The regime of growing requirements
Between this year’s roll-out of MACRA, MIPS and APMs, earlier programs like PQRS and VBMS, and the transition from FFS to VBPs, I fear we may be killing our doctors one alphabet letter at a time.
It’s a wonder that today’s doctors still have time to be doctors. Between ever-evolving government regulations, poorly designed clinical user interfaces, and inefficient hospital information systems (HIS), physicians can no longer focus solely on the delivery of quality patient care. Instead they are hampered by large HIS platforms that were originally designed to track patients and facilitate billing and reimbursement – and not to support the clinical thought process at the point of care. Clinically-focused solutions have always been an afterthought for HIS vendors, who are committed to enhancing their systems to facilitate billing processes so that providers can get paid. Meanwhile, clinicians continue to struggle to glean insights from existing patient data for the delivery of better care.
Traditional HIS not built for clinical users
Consider the organization of most traditional HIS systems. They typically follow a transaction-centric approach and arrange clinical data for each type of transaction into different “buckets,” such as active problems, laboratory results, medications, and orders. If a user wants to locate data relevant to a particular problem, he or she must click between different tabs, which disrupts the clinical thought process and can quickly lead to frustration.
On top of that, we are constantly asking physicians to adhere to the latest version of alphabet soup. Today’s flavor is MACRA, which includes 273 possible clinical quality measure (CQM) requirements, 190 of which require clinical decisions that are best made at the point of care. Unfortunately, few systems provide integration of CQMs at the point of care and within the physician’s clinical workflow. Instead, CQMs are treated as just another set of transactions that must be addressed to meet reporting requirements.

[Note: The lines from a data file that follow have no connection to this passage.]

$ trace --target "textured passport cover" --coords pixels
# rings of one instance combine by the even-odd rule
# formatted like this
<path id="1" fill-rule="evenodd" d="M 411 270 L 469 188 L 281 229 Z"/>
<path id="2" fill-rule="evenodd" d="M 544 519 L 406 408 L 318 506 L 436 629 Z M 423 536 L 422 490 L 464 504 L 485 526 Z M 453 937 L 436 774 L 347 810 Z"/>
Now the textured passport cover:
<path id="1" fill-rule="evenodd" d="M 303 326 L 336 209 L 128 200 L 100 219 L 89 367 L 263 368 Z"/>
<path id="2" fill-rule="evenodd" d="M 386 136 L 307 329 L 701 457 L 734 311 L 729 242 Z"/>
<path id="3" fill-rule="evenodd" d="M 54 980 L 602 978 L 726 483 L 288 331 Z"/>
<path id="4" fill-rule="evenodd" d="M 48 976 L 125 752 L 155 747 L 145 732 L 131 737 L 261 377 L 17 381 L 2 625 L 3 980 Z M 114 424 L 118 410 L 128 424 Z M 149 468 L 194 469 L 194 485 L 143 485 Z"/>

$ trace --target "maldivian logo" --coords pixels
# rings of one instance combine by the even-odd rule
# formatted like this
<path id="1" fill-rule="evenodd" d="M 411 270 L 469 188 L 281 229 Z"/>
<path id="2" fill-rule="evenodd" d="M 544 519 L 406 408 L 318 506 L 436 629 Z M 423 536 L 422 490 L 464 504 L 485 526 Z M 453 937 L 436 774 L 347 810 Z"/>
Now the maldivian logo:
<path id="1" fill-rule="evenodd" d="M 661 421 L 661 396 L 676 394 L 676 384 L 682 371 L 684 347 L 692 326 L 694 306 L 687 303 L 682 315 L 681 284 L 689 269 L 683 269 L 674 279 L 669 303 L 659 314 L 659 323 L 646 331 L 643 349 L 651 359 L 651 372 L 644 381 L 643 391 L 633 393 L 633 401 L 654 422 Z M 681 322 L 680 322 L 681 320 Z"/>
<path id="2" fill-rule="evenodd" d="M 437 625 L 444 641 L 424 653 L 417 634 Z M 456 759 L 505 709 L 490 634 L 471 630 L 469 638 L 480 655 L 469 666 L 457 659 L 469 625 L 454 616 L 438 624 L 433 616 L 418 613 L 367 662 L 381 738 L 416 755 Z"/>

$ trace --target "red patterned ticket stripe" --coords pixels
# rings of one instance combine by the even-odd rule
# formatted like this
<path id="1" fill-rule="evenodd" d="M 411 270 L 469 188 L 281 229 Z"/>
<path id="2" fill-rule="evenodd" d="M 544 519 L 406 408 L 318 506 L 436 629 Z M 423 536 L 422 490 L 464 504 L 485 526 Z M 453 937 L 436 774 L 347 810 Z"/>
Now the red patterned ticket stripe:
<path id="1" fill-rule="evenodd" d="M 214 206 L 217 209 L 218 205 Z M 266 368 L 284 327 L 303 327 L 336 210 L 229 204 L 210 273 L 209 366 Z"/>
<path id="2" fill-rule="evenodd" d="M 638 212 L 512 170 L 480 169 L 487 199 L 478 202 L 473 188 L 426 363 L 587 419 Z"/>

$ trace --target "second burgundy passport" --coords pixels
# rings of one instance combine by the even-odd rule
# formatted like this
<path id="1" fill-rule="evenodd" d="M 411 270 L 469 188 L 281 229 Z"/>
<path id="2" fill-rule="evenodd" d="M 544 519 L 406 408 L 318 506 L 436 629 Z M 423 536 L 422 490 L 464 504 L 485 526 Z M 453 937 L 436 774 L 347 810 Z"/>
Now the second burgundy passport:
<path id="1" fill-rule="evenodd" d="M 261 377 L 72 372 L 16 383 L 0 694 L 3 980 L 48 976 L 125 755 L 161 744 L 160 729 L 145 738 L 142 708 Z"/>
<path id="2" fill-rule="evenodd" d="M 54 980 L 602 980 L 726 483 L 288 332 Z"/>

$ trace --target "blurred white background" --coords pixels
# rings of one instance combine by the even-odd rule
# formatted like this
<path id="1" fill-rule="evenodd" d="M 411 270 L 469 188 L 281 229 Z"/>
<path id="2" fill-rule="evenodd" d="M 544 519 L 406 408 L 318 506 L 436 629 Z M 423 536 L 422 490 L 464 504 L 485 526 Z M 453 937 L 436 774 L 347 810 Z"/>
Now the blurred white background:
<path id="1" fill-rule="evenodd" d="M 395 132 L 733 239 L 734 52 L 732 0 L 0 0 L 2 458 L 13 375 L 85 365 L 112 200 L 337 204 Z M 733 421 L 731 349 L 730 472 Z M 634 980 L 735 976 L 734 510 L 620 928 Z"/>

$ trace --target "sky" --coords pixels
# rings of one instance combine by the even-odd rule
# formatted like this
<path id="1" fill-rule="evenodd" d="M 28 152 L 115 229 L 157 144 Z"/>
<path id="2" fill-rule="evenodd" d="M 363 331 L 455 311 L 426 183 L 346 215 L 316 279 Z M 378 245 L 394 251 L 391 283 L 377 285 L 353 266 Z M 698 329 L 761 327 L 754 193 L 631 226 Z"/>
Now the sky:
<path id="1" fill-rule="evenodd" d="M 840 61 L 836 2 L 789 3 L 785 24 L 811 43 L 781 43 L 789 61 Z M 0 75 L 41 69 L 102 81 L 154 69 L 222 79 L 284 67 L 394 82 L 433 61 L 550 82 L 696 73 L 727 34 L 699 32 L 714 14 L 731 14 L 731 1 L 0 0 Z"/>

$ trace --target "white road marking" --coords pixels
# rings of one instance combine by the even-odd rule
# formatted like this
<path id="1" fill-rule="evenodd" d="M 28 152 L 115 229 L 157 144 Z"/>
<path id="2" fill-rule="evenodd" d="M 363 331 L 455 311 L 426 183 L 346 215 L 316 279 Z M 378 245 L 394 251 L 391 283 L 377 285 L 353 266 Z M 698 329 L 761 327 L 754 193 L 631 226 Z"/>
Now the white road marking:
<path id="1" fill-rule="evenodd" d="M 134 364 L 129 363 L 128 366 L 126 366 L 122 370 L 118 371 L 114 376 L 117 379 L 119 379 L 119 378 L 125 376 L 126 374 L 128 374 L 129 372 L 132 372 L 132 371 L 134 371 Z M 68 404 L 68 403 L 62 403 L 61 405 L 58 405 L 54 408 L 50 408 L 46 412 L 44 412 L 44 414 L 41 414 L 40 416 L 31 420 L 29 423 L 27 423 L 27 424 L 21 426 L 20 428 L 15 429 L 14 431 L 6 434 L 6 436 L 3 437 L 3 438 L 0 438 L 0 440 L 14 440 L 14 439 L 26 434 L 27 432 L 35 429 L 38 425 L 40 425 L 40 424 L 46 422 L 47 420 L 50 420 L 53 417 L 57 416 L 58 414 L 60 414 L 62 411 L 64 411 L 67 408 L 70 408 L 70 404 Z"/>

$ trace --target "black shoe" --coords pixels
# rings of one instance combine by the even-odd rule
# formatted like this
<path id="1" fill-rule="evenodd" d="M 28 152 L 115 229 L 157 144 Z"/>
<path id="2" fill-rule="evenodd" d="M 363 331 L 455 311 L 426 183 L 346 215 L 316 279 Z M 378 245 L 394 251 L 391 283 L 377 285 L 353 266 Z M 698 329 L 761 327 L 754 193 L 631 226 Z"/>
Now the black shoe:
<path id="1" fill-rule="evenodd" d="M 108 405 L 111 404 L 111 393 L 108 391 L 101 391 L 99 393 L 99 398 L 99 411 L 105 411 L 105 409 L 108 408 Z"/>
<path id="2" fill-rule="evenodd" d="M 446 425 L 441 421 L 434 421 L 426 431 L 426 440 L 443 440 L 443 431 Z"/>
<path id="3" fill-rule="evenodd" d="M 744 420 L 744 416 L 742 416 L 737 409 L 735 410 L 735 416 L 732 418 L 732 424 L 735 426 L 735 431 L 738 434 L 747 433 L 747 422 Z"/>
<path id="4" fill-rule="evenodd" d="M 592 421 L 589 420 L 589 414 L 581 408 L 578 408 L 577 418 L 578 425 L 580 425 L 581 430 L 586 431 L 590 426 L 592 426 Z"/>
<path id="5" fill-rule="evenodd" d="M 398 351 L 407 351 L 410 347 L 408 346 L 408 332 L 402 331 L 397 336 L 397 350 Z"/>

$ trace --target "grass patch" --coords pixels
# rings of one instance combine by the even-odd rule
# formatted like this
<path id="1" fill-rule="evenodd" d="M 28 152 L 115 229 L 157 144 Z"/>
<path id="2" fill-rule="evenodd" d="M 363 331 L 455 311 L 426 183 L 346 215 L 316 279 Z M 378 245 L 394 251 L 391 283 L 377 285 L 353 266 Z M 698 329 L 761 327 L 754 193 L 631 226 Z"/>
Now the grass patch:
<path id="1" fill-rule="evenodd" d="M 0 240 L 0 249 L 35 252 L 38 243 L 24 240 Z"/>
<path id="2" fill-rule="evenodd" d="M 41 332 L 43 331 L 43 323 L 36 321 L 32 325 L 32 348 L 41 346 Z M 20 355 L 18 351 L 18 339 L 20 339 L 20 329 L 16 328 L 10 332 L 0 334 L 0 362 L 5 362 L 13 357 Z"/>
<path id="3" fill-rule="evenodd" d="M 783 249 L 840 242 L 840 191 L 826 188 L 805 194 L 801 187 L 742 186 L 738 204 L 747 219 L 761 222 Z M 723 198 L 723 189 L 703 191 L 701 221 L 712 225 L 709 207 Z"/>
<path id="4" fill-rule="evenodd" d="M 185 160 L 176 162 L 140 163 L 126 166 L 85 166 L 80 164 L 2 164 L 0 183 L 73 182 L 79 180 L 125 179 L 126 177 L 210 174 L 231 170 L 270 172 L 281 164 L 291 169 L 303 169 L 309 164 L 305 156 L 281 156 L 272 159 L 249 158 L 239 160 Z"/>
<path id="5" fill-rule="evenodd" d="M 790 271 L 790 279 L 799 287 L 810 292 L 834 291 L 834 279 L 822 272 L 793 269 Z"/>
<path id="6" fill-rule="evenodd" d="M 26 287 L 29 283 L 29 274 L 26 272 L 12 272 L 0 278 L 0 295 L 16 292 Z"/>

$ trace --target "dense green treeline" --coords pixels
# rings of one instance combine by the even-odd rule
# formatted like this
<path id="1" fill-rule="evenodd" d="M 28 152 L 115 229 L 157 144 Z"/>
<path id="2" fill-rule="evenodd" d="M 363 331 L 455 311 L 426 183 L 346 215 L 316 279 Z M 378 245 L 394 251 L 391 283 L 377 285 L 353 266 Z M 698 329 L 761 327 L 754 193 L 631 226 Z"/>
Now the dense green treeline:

AI and machine learning are going to need better data
Leading HIS vendors are hoping that healthcare’s growing use of artificial intelligence (AI), cognitive computing and machine learning will make things easier for physicians. Ideally vendors would like for doctors to be able to dictate, have the dictation converted to free text, have the free text analyzed through natural language processing (NLP), and finally have AI and machine learning techniques applied to the data for clinical decision support and to ultimately improve the quality of care. Wow. That one long sentence involves a lot of “hoping” – and today those hopes are not backed up with a lot of reality.
Fortunately, realistic options do currently exist to make things easier for physicians by seamlessly integrating various alphabet soup requirements into clinical workflows so that physicians can focus on the delivery of quality patient care.
Enabling usability of clinical data at the point of care
Usability at the point of care is improved by taking today’s current systems and adding a clinical engine and a user interface that supports physician thought processes. Such a doctor-friendly user interface must include:
1. A single workspace with an actionable patient summary showing all clinically relevant information for any problem. The workspace should be integrated with point of care documentation and quality measures should be part of the workflow and not as a separate task.
2. A clinical data engine that supports problem-oriented views and documentation and automatically shows a physician what is new, different, or unchanged about the patient. A quality compliance engine should also determine potential care gaps for each patient at the point of care and for every encounter.
3. The proven ability to see more patients in the same amount of time (or less), and allow users to complete all documentation and quality, compliance, and billing requirements at the time of the encounter.
Let doctors be doctors: give them what they need
We may have little control over the administrative programs that are killing physician productivity and disrupting their ability to deliver quality patient care; however, rather than allowing inefficient systems to stand in the way of doctors being doctors, organizations must consider proven technologies that actually enhance the ability of physicians to practice medicine.